This month, Marta will join Social Venture Partners on a trip to Montgomery, Alabama on a Learning Tour to the National Memorial for Peace and Justice and to the Legacy Museum. In honor of this upcoming trip, we thought we would share more about the Equal Justice Initiative, the organization that established the museum and the memorial, and what the goals of the Learning Tour are in order to amplify its messages to our Starfish audience.
The Equal Justice Initiative is a nonprofit organization based in Montgomery, Alabama, that provides legal representation to prisoners who may have been wrongly convicted of crimes, poor prisoners without effective representation, and others who may have been denied a fair trial. The Equal Justice Initiative proudly confronts racial injustice, advocates for equality and creates hope for marginalized communities. They do this by being committed to ending mass incarceration and excessive punishment in the Unites States, to challenging racial and economic injustices, and to protecting basic human rights for the most vulnerable people in American society.
The National Memorial for Peach and Justice first opened to the public in April 2018 and is the nation’s first memorial dedicated to the legacy of enslaved black people, people terrorized by lynching, African Americans humiliated by racial segregation and Jim Crow, and people of color burdened with contemporary presumptions of guilt and police violence. The memorial uses sculpture, art, and design to contextualize racial terror.
The Legacy Museum also first opened to the public in April 2018 and utilizes technology, rare first-person accounts, and extensive research and videography to dramatize the enslavement of African Americans, the evolution of racial terror lynchings, legalized racial segregation, and racial hierarchy in America. It is intentionally built on the site of a former warehouse where enslaved black people were once imprisoned, and is located midway between a historic slave market and the main river dock and train station where tens of thousands of enslaved people were trafficked during the height of the domestic slave trade.

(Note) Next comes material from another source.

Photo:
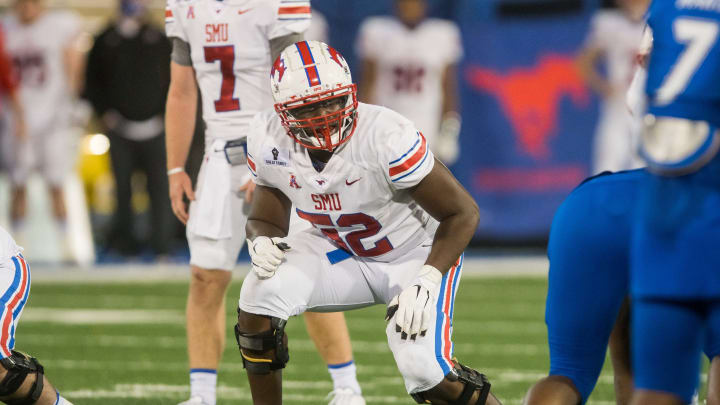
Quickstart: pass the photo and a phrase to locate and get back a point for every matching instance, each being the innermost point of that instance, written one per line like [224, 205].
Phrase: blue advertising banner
[528, 118]
[528, 122]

The museum also houses the nation’s most comprehensive collection of data on lynching.
The Learning Tour was designed to facilitate learning about the United States’ history and better understand the through lines to present-day inequities. While exploring the museum and memorial, participants on the Learning Tour will engage in conversations and reflections to better understand the historical atrocities of slavery, lynching, and other forms of violence and terror towards Black individuals in the United States. From these leanings, participants will draw parallels to modern forms of slavery including mass incarceration and police violence.